RBG is one of those rare docs that built enough momentum on its festival rounds (it opened Full Frame this year) to propel it onto the indie cinema circuit. It’s perfectly timed for a theatrical run through the heart of the American zeitgeist. With SNL skits and Notorious RBG T-shirts, Ginsburg has found a new generation of young admirers energized by #MeToo and America’s broader resistance. As the Supreme Court continues its rightward drift, Ginsberg has become an absolutely critical voice: our Great Dissenter.

Directors Betsy West and Julie Cohen take a mostly traditional approach, blending archival footage with interviews and some lively animations. RBG is structured around Ginsburg’s 1993 confirmation-hearing testimony. The narrative bounces off her words to flash back and forth in time. And what beautiful words they are. Ginsburg is a neurosurgeon of the English language, and we’re invited to simply admire the passion and precision of her opinions, majority or dissenting. Her most devastating arguments are presented in stylized subtitles so we can better appreciate their sheer poetry.

But RBG engages the heart as well. The most moving elements concern Ginsburg’s personal story. The daughter of Brooklyn immigrants, she stormed the manly citadels of 1950s Harvard and Columbia law schools while raising two children and caring for her cancer-stricken husband.

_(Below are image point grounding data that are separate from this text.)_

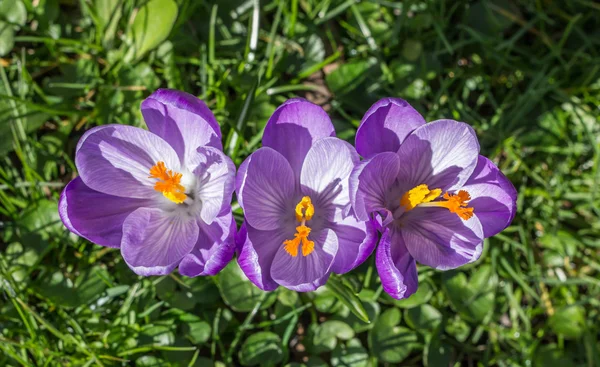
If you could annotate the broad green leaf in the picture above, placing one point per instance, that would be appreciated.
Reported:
(107, 10)
(327, 333)
(551, 355)
(262, 348)
(568, 321)
(151, 26)
(287, 297)
(353, 354)
(348, 298)
(423, 318)
(238, 292)
(196, 330)
(13, 11)
(158, 335)
(473, 298)
(151, 361)
(437, 352)
(389, 342)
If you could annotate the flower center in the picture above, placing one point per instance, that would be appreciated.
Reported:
(168, 183)
(304, 211)
(422, 196)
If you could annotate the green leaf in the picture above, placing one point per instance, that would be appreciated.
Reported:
(157, 334)
(473, 298)
(7, 39)
(196, 330)
(348, 298)
(423, 318)
(422, 295)
(106, 10)
(151, 26)
(352, 354)
(568, 321)
(13, 11)
(262, 348)
(551, 355)
(57, 289)
(327, 333)
(238, 292)
(389, 342)
(287, 297)
(90, 284)
(437, 352)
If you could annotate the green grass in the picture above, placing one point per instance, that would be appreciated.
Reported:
(524, 74)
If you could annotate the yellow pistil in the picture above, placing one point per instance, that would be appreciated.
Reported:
(304, 211)
(168, 183)
(291, 246)
(422, 196)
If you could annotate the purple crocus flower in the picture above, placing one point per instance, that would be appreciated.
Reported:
(299, 226)
(435, 197)
(162, 196)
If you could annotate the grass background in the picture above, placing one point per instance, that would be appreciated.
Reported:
(524, 74)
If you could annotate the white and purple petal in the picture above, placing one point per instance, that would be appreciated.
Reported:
(116, 160)
(257, 250)
(266, 189)
(306, 273)
(385, 126)
(440, 239)
(213, 250)
(294, 127)
(326, 171)
(371, 182)
(154, 242)
(441, 154)
(182, 120)
(493, 197)
(96, 216)
(396, 267)
(215, 179)
(356, 241)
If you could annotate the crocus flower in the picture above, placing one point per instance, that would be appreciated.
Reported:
(162, 196)
(434, 196)
(299, 226)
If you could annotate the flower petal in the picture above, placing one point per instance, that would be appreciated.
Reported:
(266, 190)
(356, 241)
(396, 267)
(441, 239)
(214, 248)
(441, 154)
(326, 170)
(154, 242)
(493, 197)
(257, 252)
(96, 216)
(116, 160)
(371, 181)
(182, 120)
(294, 127)
(215, 175)
(306, 273)
(385, 126)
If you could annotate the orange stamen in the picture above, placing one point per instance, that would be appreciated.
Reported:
(422, 196)
(168, 183)
(304, 211)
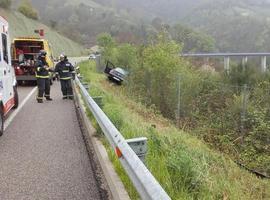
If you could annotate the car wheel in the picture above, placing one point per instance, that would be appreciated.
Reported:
(1, 120)
(16, 97)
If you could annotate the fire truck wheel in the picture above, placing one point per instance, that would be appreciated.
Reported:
(1, 120)
(16, 97)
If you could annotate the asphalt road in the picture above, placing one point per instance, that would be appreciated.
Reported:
(42, 153)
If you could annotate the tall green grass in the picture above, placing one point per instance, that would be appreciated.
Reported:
(185, 167)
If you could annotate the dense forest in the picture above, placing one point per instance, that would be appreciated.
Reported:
(227, 22)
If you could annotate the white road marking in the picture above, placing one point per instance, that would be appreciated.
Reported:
(13, 115)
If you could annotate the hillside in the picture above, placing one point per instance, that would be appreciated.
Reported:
(22, 26)
(237, 26)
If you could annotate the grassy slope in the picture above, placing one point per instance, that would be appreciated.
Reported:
(86, 2)
(184, 166)
(21, 26)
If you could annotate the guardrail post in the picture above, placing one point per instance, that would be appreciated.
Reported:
(263, 63)
(86, 86)
(80, 77)
(99, 101)
(227, 64)
(139, 146)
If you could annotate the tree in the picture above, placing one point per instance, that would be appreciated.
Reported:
(5, 3)
(27, 10)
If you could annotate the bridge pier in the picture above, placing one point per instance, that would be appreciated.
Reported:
(263, 64)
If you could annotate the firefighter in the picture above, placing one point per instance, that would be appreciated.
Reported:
(65, 72)
(42, 75)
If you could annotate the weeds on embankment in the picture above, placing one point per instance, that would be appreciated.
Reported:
(184, 166)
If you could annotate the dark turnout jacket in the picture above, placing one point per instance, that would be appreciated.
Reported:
(41, 70)
(65, 70)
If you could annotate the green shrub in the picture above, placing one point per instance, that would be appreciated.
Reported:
(5, 3)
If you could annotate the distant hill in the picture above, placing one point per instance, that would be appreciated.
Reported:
(22, 26)
(238, 26)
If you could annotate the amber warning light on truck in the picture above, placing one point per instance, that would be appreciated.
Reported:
(40, 32)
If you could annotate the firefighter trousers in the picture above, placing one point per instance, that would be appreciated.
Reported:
(44, 87)
(66, 88)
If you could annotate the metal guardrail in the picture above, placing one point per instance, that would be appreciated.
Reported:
(144, 182)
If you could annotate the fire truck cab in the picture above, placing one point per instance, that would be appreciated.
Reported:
(25, 52)
(8, 84)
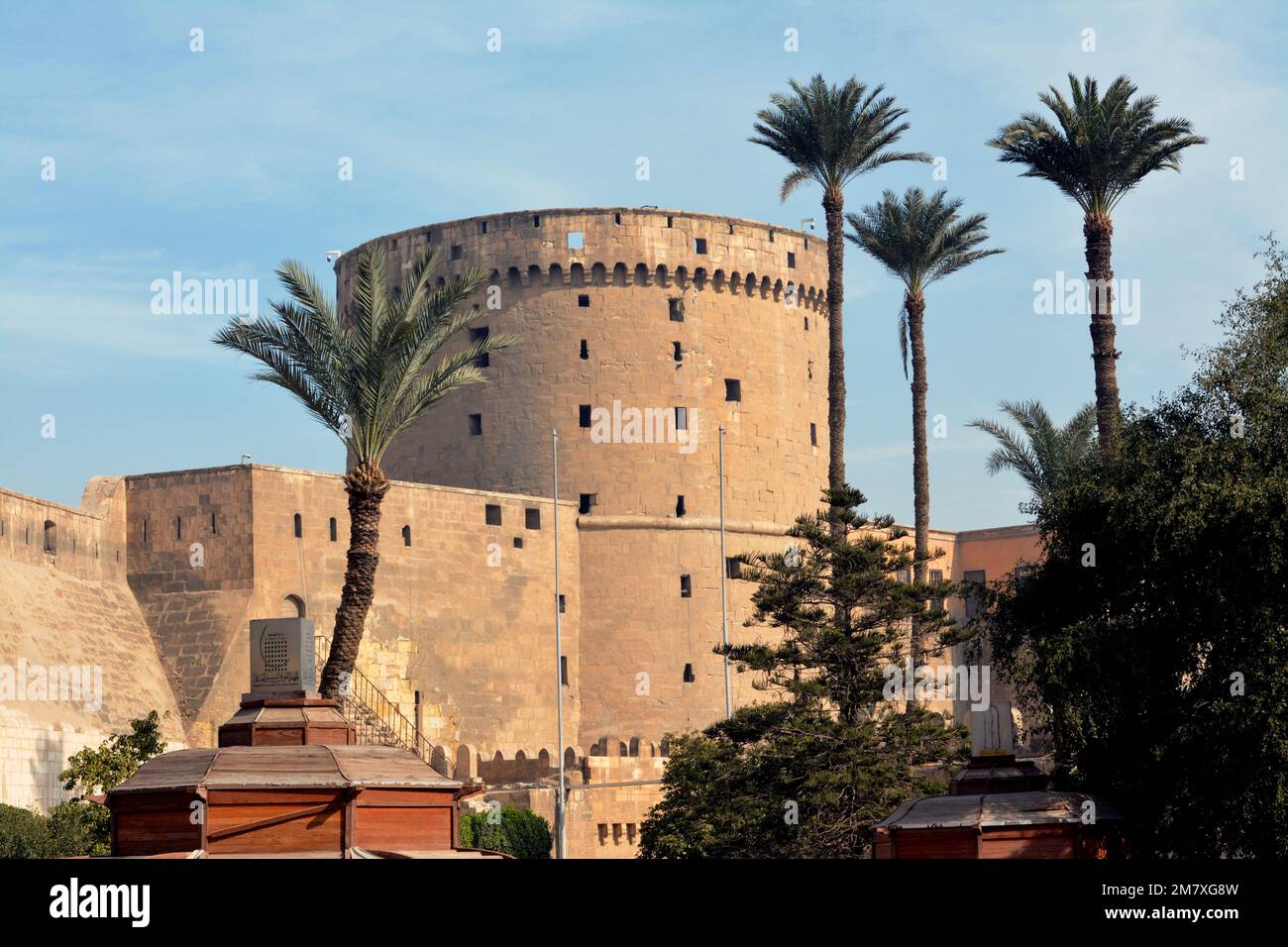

Her stamina is impossible. Her kids estimate that she slept about two hours a night for years.

This is a deeply admiring biography, to be sure, but it never tips into hagiography. Between the narrative planks, we catch glimpses of Ginsburg’s severity and ambition. When asked to describe her mother as a parent, Ginsburg’s daughter says one word: exigent. Yeah, I had to look it up, too. It means “demanding,” basically, and the exchange provides a rather eloquent insight into the family dynamic.

Thanks to its spirit and its timing, RBG is more than just a documentary on a legal legend and feminist icon. It’s a film that reminds us how America is supposed to workhow real leaders emerge, contribute, and inspire. Forget those Avengers. This is the best superhero movie of the year.